After growing up in San Diego, Mercedes lived in Los Angeles for five years. She took the train to Texas in 2009 – a two and a half day ride – and she hasn’t wanted to leave since. In 2013, she moved to Plano for the school district, and now works at an accounting firm.
She’s always been open with her son about her past, and a few years back, he told her, “Mom, we need to adopt.” Mercedes turned to him laughing, “We?”
He’d done his research and came prepared: “I want you to adopt a boy, and he needs to be 11 years old, and you don’t have to be married or have a big house to do it.”
It got Mercedes thinking; maybe she would adopt one day, when she was ready. But for now, she serves as a mentor and speaks with parents who are looking to adopt or foster, providing them with the insider’s perspective and the information to empower their decisions.
“A lot of people have the heart to do it, but they don’t know about the opportunity to do it,” she said.

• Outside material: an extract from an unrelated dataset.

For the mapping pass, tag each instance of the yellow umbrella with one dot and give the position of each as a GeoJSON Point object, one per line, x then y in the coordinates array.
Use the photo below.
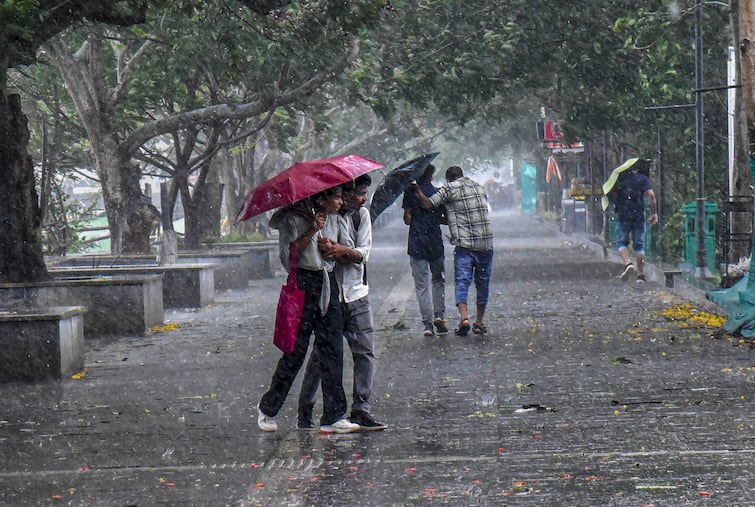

Adoption and foster care sessions provide parents with a realistic view of the process, while also revealing their real intention for adopting. Adopting as a means of filling a void, or feeling fulfilled isn’t the right reason. A part of the process is also accepting that the child will want to know where he or she comes from, and to not take that as a personal attack, Mercedes says.
Mercedes helps parents understand that adoption is a sacrifice on both sides – for the parent who’s taking in the child, and the child who is learning to let go of the past and embrace this new life.
She said she made a choice not to be held back by her past, so she can empower others to do the same, including her mentee. Mercedes can help her simply by being someone who understands. “I know how you’re feeling. I’ve been where you are. Even though where you are now feels like that’s all there will ever be, it’s not. It’s going to change, and it’s going to get better,” she says, believing our circumstances are only proof of our strength.
The next foster care and adoption session called “Room at your Table” starts April 9. Email Trisha Weber for more information at email@example.com.
Last year, 248 children were removed from their homes in Collin County, according to the Child Protective Services’ Summary Report for the Texas Council of Child Welfare Boards. Out of the 217 children who exited the foster care system, 63 were adopted.